We seem to be obsessed with the idea our kids will be kidnapped, raped and murdered. We tell them about 'stranger danger', despite the fact that 'strangers' are really the last people children and young people have to worry about. In fact, people are the last thing kids have to worry about. Cars and the pollution they cause are a bigger worry, but we are such hypocrites that grown-ups with grown-up concerns won't allow us to introduce a blanket 20mph speed limit in residential areas, never mind deal with the effect of pollution on the climate.

We can't even agree on a sensible Named Person Act for children at risk. Instead, we keep our children shut in at home playing games on computers and then we complain they don't understand how the world works.

We have infantilised our children, and ourselves, with this idiotic view of what parenting is about.

A century ago, our young people left school at 14 and were chucked into the workplace. Some of them ended up serving in the first world war at 16 and 17. You can see teenagers in many photos from the first half of the 20th century, dressed just like adults. There was no 'teenage' culture.
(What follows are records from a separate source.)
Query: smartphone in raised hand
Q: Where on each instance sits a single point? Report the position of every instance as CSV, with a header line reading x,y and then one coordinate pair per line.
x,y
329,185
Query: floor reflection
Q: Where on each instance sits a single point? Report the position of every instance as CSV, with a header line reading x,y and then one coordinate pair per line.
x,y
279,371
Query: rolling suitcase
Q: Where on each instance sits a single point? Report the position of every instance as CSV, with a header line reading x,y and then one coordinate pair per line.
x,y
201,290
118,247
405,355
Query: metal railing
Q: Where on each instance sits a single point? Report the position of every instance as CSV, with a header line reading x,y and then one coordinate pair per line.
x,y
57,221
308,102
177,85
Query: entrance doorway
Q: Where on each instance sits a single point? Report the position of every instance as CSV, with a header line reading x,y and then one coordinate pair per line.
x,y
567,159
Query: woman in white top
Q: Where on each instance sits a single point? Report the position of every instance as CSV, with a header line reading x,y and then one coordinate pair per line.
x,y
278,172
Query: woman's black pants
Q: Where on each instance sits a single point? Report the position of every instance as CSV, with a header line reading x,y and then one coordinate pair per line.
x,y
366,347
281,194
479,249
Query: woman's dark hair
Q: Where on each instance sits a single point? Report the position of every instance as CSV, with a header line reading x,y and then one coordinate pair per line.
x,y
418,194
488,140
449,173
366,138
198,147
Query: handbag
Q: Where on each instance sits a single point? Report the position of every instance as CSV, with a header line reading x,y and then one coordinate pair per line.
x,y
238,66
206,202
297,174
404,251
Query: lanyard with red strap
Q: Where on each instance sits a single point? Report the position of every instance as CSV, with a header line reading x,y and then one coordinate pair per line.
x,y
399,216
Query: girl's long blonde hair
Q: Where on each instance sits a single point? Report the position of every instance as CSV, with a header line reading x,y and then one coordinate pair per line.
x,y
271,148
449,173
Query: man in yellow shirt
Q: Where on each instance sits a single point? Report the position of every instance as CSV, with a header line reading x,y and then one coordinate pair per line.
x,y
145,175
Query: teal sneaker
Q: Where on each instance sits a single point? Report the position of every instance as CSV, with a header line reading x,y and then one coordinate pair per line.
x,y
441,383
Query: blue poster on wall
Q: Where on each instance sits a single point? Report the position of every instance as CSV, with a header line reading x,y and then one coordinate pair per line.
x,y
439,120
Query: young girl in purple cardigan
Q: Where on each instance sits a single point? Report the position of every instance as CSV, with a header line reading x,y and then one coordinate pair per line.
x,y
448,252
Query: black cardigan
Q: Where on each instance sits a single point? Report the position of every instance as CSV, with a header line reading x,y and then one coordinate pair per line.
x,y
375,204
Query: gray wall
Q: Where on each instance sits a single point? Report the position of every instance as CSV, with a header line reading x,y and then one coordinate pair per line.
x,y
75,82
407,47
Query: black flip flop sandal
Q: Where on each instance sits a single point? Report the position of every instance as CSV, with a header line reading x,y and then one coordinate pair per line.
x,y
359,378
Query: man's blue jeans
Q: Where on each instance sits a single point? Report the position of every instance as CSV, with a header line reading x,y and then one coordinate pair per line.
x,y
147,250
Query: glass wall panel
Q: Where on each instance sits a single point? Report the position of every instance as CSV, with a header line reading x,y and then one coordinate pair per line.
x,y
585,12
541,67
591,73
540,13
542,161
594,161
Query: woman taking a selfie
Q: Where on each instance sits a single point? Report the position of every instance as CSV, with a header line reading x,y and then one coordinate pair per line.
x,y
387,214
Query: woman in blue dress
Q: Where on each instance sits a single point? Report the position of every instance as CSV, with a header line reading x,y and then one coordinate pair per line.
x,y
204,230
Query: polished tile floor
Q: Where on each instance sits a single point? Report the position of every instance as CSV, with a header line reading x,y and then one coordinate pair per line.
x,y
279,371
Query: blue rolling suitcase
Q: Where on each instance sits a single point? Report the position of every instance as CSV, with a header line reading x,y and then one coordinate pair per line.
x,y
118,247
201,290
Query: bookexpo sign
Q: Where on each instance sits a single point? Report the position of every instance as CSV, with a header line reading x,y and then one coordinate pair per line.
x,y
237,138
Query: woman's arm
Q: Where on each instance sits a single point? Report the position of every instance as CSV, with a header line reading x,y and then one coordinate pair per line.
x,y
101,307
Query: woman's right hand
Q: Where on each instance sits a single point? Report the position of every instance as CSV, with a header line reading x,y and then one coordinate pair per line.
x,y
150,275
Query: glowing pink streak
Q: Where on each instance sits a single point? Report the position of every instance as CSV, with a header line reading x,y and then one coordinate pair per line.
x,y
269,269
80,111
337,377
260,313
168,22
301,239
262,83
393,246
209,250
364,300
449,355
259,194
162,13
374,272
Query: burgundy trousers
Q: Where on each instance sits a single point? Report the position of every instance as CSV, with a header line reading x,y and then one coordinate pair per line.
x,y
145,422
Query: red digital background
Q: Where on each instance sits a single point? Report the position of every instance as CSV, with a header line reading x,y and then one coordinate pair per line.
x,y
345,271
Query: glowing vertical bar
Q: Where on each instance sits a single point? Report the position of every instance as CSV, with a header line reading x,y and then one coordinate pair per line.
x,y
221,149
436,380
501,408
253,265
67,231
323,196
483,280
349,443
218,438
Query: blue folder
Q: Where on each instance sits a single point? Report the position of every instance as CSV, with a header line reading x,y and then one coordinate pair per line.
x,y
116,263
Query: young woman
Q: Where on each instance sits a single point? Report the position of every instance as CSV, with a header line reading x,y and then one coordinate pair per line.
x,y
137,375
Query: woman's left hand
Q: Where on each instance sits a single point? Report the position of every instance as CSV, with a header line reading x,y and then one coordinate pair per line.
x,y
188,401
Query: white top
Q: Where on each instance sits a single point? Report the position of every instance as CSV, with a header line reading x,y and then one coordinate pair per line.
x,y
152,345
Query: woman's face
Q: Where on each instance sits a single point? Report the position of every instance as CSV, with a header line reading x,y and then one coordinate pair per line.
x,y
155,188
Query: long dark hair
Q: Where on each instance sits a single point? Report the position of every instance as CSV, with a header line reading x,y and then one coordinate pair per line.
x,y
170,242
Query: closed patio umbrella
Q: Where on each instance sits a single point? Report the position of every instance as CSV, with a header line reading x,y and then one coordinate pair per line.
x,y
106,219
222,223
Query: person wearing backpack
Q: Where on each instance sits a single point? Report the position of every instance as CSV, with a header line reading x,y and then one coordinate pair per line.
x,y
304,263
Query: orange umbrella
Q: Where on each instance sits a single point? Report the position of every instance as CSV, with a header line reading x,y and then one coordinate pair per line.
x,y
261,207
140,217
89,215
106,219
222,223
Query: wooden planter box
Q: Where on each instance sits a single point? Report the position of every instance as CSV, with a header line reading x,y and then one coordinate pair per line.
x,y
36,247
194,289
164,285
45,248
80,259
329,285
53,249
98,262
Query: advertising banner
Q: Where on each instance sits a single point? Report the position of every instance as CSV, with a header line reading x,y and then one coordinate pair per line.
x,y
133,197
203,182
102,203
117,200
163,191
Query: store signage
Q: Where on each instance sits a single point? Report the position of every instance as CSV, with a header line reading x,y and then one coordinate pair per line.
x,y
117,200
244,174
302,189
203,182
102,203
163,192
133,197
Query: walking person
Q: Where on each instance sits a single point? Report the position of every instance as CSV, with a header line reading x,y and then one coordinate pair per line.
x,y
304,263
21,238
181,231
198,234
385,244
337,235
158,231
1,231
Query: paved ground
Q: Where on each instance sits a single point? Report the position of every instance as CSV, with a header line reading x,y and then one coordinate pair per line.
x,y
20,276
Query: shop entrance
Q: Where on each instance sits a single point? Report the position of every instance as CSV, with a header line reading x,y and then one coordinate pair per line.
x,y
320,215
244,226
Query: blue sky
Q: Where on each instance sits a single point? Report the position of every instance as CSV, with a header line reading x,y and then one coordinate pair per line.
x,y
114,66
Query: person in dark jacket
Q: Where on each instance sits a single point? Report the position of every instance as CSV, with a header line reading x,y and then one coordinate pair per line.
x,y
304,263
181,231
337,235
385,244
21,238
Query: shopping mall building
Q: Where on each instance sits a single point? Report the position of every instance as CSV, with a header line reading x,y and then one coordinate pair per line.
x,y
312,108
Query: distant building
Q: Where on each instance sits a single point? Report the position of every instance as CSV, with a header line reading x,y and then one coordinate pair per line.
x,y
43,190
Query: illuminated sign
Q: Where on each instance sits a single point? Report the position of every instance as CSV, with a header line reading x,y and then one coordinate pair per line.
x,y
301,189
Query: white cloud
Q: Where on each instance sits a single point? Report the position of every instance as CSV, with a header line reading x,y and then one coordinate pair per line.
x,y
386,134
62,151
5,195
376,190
Now there is and we adults act as if the kids invented it, rather than entrepreneurs with an eye on the music and clothing market.

It took us a long time to raise the school-leaving age, first to 15 and then to 16. Now we expect most young people to stay at school till they are 18. A lot are in education till they are - at least - 22. Many are tied to home because they can't afford to leave.

My sympathy, you'll have gathered, is with young people.

I know there will be people reading this who will immediately come back to me with 'You're not a parent - you don't understand'. The first part is true, but I reject the idea that only parents (good, bad and indifferent) are entitled to a say in how our children are brought up. Do I need to quote Hillary Clinton again? 'It takes a village.' I worked for 35 years with children and young people. And it's not like I grew up under a bush.

There are no experts when it comes to child-raising. But a bit of humility from us all helps a lot.